After a disastrous (and frankly quite embarrassing) order mix up, the major ship lieutenant general commander in charge of naval warfare aboard the vessel Her Majesty’s Left Elbow Crook received a rather large number of *Milk tarts instead of war heads.
(*Milk tarts are a South African dessert that no sane person actually enjoys eating. They taste revolting. Example; After enjoying their afternoon braai, the Van der Merwers sat down, each with a piece of Milk tart, to eat while watching the rugby. Brandon, the youngest of the family, thought to himself; Jura boet, I can’t stand this stuff, but I don’t want to get a klap for not eating my kos, maybe I’ll learn to like it one day, it is a part of our heritage I guess. Brandon never grew to enjoy the sickly tart.)
Back to Her Majesty’s Left Elbow Crook. This mix up really couldn’t have happened at a worse time seeing as though The Greater British Isles were currently engaged in a war with Kiribati over some phosphate misunderstanding. That’s not important. What is important is that Her Majesty’s Left Elbow Crook was about to engage in a skirmish and she was woefully unprepared to sink an enemy vessel.
But then the major ship lieutenant general commander in charge of naval warfare remembered what one of the grunts aboard the ship had muttered when he was thought to be out of ear-shot; “Enough Milk tart in here to sink a ship.” Simply ludicrous, but also, just what was needed at the moment.
So how could one sink a ship by making use of, for theories sake, an unlimited supply of Milk tart? Well that’s just the question. Simply over-ladening a ship with the too-white gooey substance until said vessel’s carrying capacity is exceeded is a little too obvious. You can do better than that. How can we be more efficient in taking down the water-bound enemy? Excessively over-loading one side of a ship until it keels over would perhaps need fewer Milk tarts, and thus would be more efficient even though the premise is much the same and still not very creative.

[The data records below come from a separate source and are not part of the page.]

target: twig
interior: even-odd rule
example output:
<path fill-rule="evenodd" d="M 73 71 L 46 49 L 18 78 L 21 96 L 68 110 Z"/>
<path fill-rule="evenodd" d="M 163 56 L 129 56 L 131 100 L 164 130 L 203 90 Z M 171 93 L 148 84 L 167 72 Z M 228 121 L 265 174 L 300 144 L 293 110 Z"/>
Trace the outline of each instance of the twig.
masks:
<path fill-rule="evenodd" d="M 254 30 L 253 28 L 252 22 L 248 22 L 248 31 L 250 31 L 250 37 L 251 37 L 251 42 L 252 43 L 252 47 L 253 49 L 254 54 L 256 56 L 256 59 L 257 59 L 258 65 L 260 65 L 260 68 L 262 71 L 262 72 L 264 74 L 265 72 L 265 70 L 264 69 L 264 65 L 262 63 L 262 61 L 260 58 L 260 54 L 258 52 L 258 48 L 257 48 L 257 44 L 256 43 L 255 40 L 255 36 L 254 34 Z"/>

We could perhaps drop a large, highly compressed, and thus hopefully dense, ball of Milk tarts out of the sky, positioned to land right on the nose of the ship. Hey maybe it’ll do a front flip? Wouldn’t that be something? Definitely a more creative solution. If efficiency is your main goal, perhaps stuffing a lower compartment with the sweet treat and then freezing the whole unstomachable mass until it expands and ruptures the hull is the way to go.
And of course, I would salute any person that flat out denied to treat the ammunition any differently just because it was now suddenly made of sugar and flour. It surely would be a strange day loading up the cannons with sticky white cake and firing away until somehow, someway, the enemy ships slithered into the depths consumed by vast mountains of repugnant white loaf (It definitely wouldn’t happen but a man can dream).